Hi Matthew,

Great questions.

On Monday, February 17, 2014 10:44:12 AM Matthew Frank wrote:
> I have been trying to use SubArrays to reduce the number of matrix copies
> that my code is doing, but I've been surprised to find that replacing
> slices and extra copies with SubArrays seems to slow things down.

Julia's handling of SubArrays has long been...suboptimal, but it's getting 
better. If you had tried this a year ago, you would have seen slowdowns of 
30x. There's still room for improvement, however. This is why A[indx1, indx2] 
currently returns a copy rather than a SubArray.

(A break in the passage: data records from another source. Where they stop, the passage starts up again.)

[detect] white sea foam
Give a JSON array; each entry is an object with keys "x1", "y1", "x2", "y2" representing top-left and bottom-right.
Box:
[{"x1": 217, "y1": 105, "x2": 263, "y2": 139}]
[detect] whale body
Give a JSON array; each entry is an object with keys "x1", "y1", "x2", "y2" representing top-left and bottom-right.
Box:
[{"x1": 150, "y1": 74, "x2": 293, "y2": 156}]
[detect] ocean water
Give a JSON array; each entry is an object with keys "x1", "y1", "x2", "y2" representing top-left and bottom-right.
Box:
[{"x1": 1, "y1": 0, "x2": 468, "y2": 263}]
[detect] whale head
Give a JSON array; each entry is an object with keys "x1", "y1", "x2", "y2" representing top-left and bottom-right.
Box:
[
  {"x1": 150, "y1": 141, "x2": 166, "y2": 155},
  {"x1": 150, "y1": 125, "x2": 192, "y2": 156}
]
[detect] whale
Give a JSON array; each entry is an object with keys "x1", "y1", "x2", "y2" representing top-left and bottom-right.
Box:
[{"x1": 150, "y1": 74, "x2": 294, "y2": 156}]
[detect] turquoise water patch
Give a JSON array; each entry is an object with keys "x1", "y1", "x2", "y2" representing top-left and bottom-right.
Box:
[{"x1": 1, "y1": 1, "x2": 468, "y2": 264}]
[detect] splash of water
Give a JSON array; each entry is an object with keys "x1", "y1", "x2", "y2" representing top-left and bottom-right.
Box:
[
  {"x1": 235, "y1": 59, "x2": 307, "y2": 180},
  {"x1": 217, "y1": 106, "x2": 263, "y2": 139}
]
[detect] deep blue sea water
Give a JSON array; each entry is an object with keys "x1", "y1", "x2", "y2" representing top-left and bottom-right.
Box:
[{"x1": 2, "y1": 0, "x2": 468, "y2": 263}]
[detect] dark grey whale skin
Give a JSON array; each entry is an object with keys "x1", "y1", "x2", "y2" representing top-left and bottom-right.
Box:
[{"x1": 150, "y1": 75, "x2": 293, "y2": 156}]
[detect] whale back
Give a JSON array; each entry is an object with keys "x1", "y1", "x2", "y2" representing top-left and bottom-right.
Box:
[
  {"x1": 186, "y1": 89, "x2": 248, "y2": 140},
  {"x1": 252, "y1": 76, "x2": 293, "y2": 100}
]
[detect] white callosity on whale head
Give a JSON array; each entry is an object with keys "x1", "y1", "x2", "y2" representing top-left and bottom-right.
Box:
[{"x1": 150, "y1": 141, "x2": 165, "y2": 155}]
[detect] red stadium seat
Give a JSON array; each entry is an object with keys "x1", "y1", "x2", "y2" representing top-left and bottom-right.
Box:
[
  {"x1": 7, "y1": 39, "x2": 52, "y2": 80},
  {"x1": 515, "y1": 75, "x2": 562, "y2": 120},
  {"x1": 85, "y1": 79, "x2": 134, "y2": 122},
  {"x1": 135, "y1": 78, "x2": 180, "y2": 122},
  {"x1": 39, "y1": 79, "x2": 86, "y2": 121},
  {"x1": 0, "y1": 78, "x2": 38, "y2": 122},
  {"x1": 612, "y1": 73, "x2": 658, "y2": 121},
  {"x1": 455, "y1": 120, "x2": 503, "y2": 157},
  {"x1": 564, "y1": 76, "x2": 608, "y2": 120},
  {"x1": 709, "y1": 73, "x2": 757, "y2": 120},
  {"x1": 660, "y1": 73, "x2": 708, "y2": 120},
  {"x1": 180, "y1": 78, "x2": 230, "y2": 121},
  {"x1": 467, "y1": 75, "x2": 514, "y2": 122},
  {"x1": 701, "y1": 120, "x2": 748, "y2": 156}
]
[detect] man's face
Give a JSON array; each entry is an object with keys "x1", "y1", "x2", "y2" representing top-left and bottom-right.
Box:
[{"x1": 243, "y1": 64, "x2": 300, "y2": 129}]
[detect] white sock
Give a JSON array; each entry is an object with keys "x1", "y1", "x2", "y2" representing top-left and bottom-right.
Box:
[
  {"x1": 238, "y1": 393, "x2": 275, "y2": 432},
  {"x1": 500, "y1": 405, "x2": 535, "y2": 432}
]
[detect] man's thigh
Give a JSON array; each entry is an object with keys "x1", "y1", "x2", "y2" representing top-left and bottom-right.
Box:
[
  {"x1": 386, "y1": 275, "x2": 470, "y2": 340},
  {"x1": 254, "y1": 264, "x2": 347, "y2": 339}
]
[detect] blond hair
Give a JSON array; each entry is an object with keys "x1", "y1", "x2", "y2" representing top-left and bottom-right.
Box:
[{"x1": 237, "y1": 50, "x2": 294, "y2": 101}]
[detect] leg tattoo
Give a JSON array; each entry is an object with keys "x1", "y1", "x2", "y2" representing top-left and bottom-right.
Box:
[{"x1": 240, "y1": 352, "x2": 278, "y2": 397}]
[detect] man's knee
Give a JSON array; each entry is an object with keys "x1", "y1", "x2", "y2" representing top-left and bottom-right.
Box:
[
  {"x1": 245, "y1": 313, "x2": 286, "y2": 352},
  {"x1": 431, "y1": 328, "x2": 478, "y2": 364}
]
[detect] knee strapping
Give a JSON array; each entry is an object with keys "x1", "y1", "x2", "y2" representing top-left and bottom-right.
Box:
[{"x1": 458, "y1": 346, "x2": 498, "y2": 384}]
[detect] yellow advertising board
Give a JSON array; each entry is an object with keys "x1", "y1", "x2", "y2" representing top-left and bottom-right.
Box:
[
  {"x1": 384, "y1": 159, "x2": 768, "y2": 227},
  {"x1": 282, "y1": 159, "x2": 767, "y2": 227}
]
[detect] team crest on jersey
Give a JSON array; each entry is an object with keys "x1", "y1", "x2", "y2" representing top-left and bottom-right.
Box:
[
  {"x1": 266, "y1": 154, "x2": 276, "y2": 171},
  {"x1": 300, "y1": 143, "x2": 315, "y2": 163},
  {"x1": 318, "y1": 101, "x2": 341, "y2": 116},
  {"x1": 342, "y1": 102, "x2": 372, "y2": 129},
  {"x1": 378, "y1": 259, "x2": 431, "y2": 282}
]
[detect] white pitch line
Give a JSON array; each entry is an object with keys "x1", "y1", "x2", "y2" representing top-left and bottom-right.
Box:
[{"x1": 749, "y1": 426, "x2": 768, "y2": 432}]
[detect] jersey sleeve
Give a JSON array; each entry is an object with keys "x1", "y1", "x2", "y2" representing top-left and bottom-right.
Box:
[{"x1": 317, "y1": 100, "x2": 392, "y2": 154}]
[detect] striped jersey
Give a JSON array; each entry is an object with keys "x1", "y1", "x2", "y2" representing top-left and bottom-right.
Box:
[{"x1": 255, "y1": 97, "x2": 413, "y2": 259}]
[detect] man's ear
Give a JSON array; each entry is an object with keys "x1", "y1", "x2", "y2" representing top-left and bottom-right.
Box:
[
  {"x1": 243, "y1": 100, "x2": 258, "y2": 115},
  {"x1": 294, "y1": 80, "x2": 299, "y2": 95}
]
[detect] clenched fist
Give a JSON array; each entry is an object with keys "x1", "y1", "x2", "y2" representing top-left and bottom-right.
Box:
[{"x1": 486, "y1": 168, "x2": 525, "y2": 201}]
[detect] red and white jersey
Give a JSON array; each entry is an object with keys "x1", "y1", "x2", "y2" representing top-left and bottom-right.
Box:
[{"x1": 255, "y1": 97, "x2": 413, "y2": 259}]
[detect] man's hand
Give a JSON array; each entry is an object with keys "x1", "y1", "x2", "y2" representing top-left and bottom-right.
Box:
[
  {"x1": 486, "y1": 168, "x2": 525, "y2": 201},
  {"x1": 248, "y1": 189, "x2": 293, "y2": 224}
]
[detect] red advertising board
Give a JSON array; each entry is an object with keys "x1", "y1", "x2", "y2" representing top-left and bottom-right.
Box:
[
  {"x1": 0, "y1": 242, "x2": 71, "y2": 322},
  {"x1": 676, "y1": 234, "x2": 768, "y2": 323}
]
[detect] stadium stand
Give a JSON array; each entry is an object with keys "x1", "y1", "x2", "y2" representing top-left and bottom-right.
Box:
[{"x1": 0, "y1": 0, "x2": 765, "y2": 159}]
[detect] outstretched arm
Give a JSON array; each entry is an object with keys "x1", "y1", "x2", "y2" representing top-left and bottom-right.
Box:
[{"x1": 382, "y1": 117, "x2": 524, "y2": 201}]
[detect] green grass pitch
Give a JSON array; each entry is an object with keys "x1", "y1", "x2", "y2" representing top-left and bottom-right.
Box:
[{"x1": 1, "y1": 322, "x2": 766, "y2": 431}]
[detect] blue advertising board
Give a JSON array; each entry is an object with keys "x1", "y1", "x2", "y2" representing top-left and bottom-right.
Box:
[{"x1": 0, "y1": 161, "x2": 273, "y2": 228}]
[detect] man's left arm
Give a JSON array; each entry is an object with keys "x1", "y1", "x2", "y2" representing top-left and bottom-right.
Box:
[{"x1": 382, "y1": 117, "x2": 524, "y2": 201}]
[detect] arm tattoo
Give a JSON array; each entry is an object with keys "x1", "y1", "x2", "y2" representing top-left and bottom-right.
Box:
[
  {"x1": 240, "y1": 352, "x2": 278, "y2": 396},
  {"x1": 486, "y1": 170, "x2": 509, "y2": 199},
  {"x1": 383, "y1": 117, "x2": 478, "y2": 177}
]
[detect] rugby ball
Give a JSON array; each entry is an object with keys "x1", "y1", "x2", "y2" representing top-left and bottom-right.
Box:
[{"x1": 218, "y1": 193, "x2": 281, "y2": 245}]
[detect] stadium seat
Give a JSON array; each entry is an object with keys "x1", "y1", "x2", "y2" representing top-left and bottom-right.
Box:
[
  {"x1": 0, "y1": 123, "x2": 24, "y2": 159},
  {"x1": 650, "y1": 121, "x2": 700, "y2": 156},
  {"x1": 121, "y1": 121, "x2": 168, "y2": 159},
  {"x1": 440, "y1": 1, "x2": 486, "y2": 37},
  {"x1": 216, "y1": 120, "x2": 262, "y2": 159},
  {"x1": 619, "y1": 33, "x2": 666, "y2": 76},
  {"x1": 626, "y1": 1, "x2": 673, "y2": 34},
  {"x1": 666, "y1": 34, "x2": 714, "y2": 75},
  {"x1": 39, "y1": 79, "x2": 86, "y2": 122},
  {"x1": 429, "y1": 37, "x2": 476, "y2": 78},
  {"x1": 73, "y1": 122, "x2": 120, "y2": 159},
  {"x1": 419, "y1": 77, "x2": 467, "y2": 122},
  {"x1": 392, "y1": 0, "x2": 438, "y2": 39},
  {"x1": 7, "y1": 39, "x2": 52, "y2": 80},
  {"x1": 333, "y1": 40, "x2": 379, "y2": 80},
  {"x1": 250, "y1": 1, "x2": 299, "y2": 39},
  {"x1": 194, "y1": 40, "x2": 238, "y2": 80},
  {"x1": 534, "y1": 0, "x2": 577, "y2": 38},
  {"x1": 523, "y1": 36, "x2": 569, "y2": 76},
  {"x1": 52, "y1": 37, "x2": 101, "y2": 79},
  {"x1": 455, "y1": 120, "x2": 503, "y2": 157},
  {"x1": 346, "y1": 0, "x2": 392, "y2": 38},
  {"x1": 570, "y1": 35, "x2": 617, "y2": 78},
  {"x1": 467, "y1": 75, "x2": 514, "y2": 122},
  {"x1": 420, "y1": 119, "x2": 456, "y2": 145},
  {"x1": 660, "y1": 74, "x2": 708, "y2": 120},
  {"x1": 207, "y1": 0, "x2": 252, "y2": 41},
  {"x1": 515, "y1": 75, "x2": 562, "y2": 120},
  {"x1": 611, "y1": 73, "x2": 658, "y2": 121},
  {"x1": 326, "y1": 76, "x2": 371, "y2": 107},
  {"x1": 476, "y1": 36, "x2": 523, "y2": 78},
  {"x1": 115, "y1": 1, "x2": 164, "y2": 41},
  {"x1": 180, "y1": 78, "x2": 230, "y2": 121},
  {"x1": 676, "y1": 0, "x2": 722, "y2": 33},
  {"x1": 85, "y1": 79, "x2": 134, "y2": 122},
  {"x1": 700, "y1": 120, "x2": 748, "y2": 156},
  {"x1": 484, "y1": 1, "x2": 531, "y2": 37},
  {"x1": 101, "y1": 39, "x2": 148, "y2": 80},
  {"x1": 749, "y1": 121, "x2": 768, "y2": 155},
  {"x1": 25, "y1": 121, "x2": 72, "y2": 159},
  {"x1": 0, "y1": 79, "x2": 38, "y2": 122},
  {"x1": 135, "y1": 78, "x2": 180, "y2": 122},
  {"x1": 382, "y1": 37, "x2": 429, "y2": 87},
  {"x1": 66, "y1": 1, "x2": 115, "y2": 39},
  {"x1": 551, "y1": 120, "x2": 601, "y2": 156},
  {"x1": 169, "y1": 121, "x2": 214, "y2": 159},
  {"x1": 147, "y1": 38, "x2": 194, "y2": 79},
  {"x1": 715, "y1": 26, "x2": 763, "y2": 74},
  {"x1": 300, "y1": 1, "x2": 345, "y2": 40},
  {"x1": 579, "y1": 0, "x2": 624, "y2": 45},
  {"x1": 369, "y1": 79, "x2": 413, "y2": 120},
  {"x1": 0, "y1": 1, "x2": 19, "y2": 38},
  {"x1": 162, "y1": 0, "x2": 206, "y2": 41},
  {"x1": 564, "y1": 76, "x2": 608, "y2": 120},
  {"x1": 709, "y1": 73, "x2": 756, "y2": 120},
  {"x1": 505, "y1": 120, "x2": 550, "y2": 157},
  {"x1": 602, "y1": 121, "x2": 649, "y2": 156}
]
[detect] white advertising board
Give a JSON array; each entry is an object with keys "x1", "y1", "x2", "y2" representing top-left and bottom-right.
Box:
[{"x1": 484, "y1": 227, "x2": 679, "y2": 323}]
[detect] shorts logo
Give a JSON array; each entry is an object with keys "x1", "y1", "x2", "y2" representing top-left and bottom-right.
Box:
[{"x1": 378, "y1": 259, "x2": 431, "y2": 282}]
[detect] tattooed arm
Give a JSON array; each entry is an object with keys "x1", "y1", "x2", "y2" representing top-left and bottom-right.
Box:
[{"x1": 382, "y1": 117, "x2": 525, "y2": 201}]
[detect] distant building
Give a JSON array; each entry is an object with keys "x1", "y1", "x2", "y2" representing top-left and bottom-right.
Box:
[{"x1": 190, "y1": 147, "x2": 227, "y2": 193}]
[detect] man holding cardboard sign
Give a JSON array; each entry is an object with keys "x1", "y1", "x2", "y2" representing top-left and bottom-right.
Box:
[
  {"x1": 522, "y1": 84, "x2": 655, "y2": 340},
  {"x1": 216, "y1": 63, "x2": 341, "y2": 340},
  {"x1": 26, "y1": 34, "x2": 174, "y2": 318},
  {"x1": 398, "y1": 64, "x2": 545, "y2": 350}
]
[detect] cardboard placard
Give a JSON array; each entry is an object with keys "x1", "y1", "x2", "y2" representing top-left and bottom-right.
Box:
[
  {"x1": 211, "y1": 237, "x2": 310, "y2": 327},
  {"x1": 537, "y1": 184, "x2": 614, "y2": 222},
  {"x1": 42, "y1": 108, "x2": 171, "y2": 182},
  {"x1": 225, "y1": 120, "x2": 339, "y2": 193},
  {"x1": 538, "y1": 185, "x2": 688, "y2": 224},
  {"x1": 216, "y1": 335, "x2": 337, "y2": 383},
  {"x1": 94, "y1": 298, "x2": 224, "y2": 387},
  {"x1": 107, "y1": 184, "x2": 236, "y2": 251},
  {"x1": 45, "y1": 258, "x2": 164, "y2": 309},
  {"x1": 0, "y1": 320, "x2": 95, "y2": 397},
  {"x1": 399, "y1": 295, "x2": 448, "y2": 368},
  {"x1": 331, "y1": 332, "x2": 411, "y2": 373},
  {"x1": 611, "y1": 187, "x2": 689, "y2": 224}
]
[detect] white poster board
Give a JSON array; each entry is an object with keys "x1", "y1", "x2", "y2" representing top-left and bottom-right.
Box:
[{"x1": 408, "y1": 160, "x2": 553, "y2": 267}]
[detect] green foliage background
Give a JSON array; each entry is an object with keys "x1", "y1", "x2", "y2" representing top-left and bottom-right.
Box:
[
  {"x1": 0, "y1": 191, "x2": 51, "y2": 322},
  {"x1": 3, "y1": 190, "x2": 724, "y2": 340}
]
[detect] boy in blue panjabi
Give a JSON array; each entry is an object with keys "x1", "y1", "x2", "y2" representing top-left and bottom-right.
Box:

> My first question is what is the difference between the "+" operator and
> the (AFAIK undocumented) ".+" operator for SubArrays?  .+ seems to be about
> 3x faster, although the output seems to be the same.  (img is a 2048x3072
> Array{Float32,2}).
> 
> julia> @time result_no_dot = sub(img,:,1:3072-2) + sub(img,:,3:3072)
> elapsed time: 0.182192137 seconds (25151376 bytes allocated)
> 
> julia> @time result_with_dot = sub(img,:,1:3072-2) .+ sub(img,:,3:3072)
> elapsed time: 0.060138815 seconds (25152360 bytes allocated)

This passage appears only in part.